No auge da fama, ao final dos anos 1990, o programa se popularizou no país com sua irreverência anárquica. Naqueles tempos, anarquia era sinônimo de fazer troça de tudo e de todos, sem distinção de gênero ou classe.
Surgiram, assim, personagens caricatos em suas ambições aristocráticas, mulheres que valiam mais quando caladas (“Cala Boca, Magda!”), além do porteiro e da doméstica que, apesar de intrusos naquela casa, faziam parte da dinâmica familiar —retrato da harmonia de fachada que só a cordialidade brasileira é capaz de produzir.
Os anos correram, os limites do humor foram redesenhados e o que antes era anarquia hoje pode soar discriminatório. Afinal, nesse intervalo, nasceu o politicamente correto —para alguns, um escudo necessário contra a depreciação das minorias. Para outros, cerceamento de liberdade de expressão —ainda que seja estranho pensar em liberdade como carta branca para humilhar.
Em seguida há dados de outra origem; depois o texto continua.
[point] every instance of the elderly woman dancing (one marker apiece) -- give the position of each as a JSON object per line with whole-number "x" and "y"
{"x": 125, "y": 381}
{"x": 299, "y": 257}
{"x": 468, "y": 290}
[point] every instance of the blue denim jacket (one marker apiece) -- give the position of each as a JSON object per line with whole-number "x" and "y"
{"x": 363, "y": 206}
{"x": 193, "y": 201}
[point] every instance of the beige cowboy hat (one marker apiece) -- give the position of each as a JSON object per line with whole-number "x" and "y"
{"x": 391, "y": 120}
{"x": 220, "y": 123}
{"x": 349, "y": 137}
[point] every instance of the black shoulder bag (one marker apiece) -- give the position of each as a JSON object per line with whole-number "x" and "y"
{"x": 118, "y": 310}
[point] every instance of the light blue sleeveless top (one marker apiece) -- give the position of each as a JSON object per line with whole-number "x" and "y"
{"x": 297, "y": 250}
“Sai de Baixo” achou por bem arriscar, e chega agora aos cinemas do país. Dirigido por Cris D’Amato, volta como um road movie, no qual os personagens originais, falidos, contrabandeiam joias ilegais na fronteira do país.
A ideia de reviver a série esbarra em perguntas. De que modo aquele humor se adapta a novas demandas? Como agrado aos fãs —e a versão cinematográfica só terá algum apelo para eles—, “Sai de Baixo - O Filme” se manteve fiel ao próprio legado e, indiferente aos novos tempos, reassume a pretensa rebeldia.
Para além da aparência de besteirol, a franquia tem inegável astúcia em retratar o caráter farsesco da sociedade brasileira. Se parasse por aí, talvez o humor de “Sai de Baixo” prestasse algum serviço à conscientização social. No entanto, ao atirar para todos os lados, essa questão se complica.
Não se trata, é claro, de exigir que minorias sejam poupadas da sátira. Há uma distância, porém, entre o humor e o reforço de estereótipos.
Como se sabe, a linha que separa a paródia do preconceito é tênue, uma vez que não depende apenas das boas intenções dos autores, mas também da mentalidade de quem as recebe. Em um país conservador, onde a violência se esconde na ideia de um povo alegre, a conclusão é triste.
A sobrevivência de “Sai de Baixo - O Filme” se sustenta no funcionamento problemático de uma nação que, passados 20 anos, ainda insiste em rir da própria miséria.